Fred the Clown is the signature creation of the cartoonist Roger Langridge, whose work betrays a restless stylistic playfulness, a pessimism about human nature, and an absurdist perspective on human folly. Fred’s predecessors can be traced back to Monty Python, the Goon Show, and even Lewis Carroll. Visually, Langridge’s approach harkens back to the inventiveness of Max Fleischer cartoons, classic newspaper strips, and the children’s books of Maurice Sendak ad Dr. Seuss. The Sensibility, though, is thoroughly modern – no classic style goes unsubverted, no story ends without a “Huh?” – including emotional ambiguity or a pomposity-puncturing ironic gag.

Fred the Clown. In the tradition of Buster Keaton, Samuel Beckett, Charlie Brown, and that other clown named Koko. Only moreso.


Fred the Clown, by Roger Langridge 8.5

What can one say about Fred the Clown? He’s an idiot, but he means well. He’s lovable, if you can get past the smell. He’s a buffoon, but that’s his chosen profession. And his face is always stuck with a goofy expression.

I first discovered Roger Langridge’s ‘Fred the Clown’ seven years ago. I don’t even remember how. I think it might have been back when I was requesting every new graphic novel that the library got – in which case this one stood out.

There’s not much back history on the Fred the Clown comic strip online. Langridge keeps shelling them out, but I don’t know which came first: the strip or this book, which was first published in 2004. It looks to me to be the book.

‘Fred the Clown’ consists of ten chapters, which are each titled after Fred’s “Ten Steps to Happiness”, and which includes such advice as “Love Your Work”, “Don’t Be Afraid to Look Like an Idiot”, and “Embrace Your Uniqueness”.

Each of these chapters are composed of a variety of strips, some merely panels, others many pages in length. The variety of the material included here is impressive; Langridge has covered pretty much every style of cartoon.

The most astonishing of them all is chapter two, “Know Your Roots”, which concocts an extremely thorough -and satirical- mock history of the Fred the Clown comic strip, peppered with a few sample strips along the way to back up the writings.

It goes back over a century to explore its origins, exhaustively going through the faux behind-the-scenes melodrama that split Fred the Clown into two camps, eventually passing the character down from one hand to the next and eventually to Langridge.

It’s an amazing piece of work on Langridge’s part, even if it’s plodding, because he put so much work into it – including the many strips, which are done in varying styles depending on these fictional artists and the era they were made in.

I especially loved how the “author” of this historical account was filled with an enthusiasm for Fred the Clown that was counterbalanced by the captions on each strip, which were derogatory of the quality of the oeuvre. Too funny.

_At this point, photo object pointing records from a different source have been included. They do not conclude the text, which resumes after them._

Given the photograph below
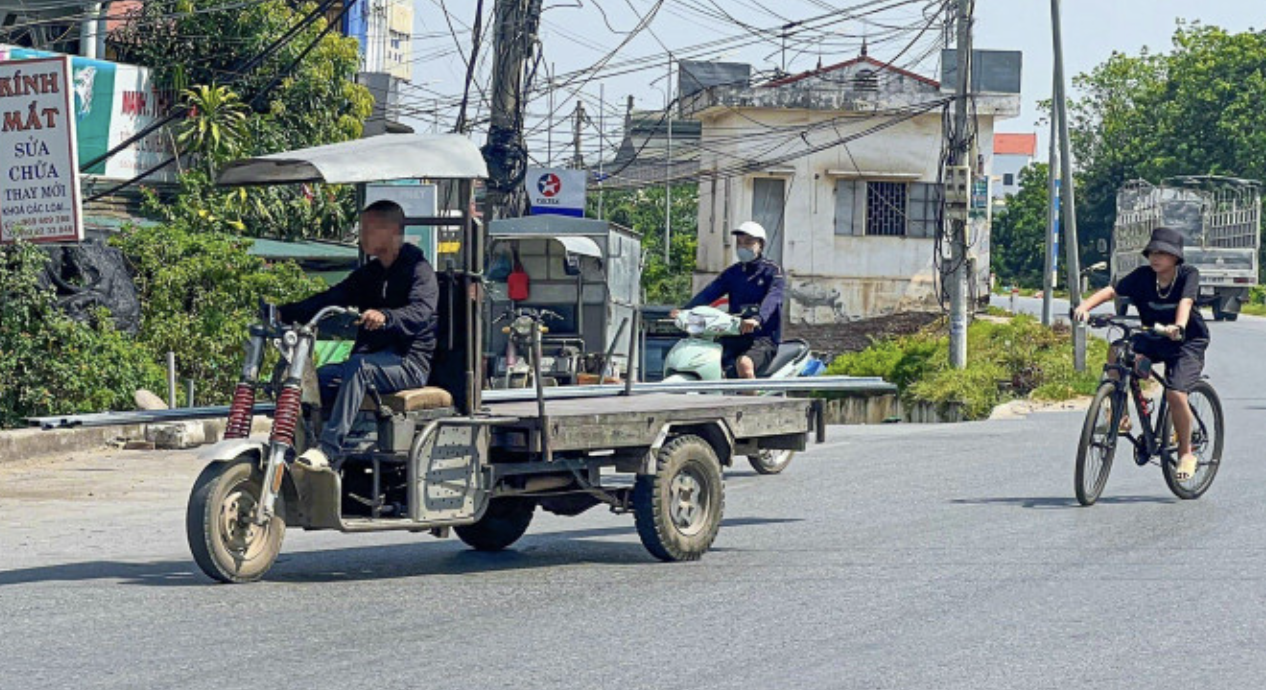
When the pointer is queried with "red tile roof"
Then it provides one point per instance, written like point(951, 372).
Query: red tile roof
point(1015, 144)
point(794, 79)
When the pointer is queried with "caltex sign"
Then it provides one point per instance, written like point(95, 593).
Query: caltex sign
point(556, 191)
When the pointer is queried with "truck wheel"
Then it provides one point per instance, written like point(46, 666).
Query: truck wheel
point(220, 528)
point(770, 462)
point(503, 523)
point(677, 510)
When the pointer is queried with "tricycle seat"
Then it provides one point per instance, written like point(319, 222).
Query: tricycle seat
point(428, 398)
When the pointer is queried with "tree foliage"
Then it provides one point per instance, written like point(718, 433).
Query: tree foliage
point(199, 293)
point(642, 210)
point(1197, 110)
point(52, 365)
point(290, 100)
point(1018, 234)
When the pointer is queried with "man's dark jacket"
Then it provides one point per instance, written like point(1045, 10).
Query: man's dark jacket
point(407, 294)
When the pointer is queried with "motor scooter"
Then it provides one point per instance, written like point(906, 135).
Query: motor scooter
point(698, 357)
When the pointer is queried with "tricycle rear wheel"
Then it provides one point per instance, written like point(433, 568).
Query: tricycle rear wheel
point(219, 523)
point(503, 523)
point(770, 461)
point(679, 508)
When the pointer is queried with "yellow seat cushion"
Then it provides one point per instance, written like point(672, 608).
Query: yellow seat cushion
point(412, 400)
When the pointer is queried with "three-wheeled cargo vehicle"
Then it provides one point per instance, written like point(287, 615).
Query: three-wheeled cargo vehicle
point(441, 458)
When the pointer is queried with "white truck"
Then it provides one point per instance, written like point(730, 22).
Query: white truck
point(1219, 219)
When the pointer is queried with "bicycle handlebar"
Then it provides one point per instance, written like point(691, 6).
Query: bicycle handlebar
point(1132, 326)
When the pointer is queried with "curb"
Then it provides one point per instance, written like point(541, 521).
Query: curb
point(17, 445)
point(24, 443)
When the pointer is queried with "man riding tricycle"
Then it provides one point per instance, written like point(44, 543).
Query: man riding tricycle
point(399, 437)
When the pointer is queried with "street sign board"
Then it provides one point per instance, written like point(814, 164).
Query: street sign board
point(558, 191)
point(38, 156)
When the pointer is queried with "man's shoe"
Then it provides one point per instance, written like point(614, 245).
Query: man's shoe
point(314, 458)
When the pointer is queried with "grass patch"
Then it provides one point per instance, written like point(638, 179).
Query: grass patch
point(1005, 361)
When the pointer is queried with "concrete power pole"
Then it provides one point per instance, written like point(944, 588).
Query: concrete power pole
point(667, 171)
point(1066, 193)
point(514, 34)
point(962, 179)
point(1052, 220)
point(579, 158)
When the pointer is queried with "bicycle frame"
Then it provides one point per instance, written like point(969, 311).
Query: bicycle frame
point(1147, 443)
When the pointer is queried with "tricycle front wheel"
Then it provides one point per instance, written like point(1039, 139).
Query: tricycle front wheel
point(219, 523)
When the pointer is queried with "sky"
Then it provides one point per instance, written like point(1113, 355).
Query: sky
point(576, 34)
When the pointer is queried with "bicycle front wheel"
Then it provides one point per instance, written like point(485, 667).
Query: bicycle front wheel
point(1207, 428)
point(1098, 443)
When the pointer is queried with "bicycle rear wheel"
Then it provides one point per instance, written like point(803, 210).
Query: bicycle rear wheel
point(1207, 428)
point(1098, 443)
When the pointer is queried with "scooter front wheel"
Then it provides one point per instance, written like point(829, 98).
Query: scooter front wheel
point(219, 523)
point(770, 462)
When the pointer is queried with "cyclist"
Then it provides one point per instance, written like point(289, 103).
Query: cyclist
point(1164, 291)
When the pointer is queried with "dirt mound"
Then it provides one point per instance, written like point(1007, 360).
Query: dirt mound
point(834, 338)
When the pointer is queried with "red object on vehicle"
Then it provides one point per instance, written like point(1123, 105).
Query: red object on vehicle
point(517, 282)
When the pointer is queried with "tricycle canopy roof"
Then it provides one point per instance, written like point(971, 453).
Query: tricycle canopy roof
point(574, 244)
point(372, 160)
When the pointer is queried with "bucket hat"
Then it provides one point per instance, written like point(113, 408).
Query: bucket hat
point(1165, 239)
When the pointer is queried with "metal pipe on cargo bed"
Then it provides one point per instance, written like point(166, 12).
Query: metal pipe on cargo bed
point(807, 384)
point(137, 417)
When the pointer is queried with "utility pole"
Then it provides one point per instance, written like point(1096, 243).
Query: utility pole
point(514, 34)
point(577, 160)
point(601, 147)
point(550, 123)
point(1052, 218)
point(962, 179)
point(667, 171)
point(1066, 193)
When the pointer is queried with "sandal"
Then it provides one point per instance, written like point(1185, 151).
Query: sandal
point(1186, 467)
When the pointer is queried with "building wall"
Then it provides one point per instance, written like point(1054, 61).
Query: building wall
point(829, 277)
point(1004, 165)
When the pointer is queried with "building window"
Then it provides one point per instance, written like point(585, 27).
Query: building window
point(885, 209)
point(888, 209)
point(769, 204)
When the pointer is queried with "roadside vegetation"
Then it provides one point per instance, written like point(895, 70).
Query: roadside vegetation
point(1008, 357)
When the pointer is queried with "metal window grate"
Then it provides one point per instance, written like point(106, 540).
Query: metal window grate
point(885, 208)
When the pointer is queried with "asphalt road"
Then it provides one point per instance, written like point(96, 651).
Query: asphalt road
point(895, 556)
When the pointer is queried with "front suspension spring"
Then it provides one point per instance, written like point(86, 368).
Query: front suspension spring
point(286, 418)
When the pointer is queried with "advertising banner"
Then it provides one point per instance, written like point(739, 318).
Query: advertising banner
point(38, 155)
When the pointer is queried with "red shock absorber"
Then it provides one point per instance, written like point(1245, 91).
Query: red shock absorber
point(241, 412)
point(286, 417)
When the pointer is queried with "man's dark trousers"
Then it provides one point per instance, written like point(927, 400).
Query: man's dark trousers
point(348, 382)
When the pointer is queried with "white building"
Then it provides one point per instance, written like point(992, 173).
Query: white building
point(842, 166)
point(1012, 153)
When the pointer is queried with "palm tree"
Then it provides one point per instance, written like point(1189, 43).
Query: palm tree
point(214, 132)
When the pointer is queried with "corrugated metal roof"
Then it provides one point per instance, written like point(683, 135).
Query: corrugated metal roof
point(304, 251)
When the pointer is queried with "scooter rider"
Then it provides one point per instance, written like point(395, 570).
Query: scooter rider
point(755, 282)
point(396, 294)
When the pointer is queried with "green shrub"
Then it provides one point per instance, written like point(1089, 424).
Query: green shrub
point(199, 293)
point(1005, 360)
point(52, 365)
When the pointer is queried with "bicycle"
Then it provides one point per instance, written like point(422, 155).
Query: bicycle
point(1157, 442)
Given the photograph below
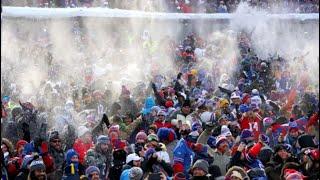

In any case, one gets a complete sense of what brought Fred the Clown to where it is now, in Langridge’s hands. Forget the fact that it’s all made up: by the end we totally know its roots and appreciate why Fred is who he is today.

The rest of the book is an easier read, thankfully. Since Fred doesn’t speak (and rarely did throughout his history), much of the book has no text. This leaves us to peruse the page to understand the action, taking very little time.

Langridge is stellar at guiding us through his stories and strips. The art is so brilliant it’s beyond words. He’s capable of so much depth and detail and knows how to adapt his style to suit the strips. He’s extremely versatile.

But it’s not all silent, and in “Value the Written Word” (chapter five), he breaks out in limericks, bad poetry, crossword puzzles, spoofs of well-known strips and all sorts of other oddities, proving that Fred is not just another… ugh… pretty face.

I simply can’t recommend ‘Fred the Clown’ enough. It’s pure delight for any lover of comic strips and graphic novels. There’s depth, brilliance and eye-candy galore in this book. And plenty of humour: zany, twisted, and just plain odd stuff.

It’s got heart, too. For all his flaws, Fred is endearing. His endless, misguided yearnings for love in all the wrong places makes one laugh but also has us empathizing with the pathetic schlep. He may or may not find true love, but he earns our sympathy.

And Langridge, our unreserved admiration and respect.

Post scriptum: after reading ‘Fred the Clown’, I had requested what little I could find of Langridge’s work from the library. There was this terrific book called ‘Art d’Ecco’ which  was amazing. Sadly, the library no longer has that book on its shelves. A damned shame; I would have loved to revisit it and share it with you.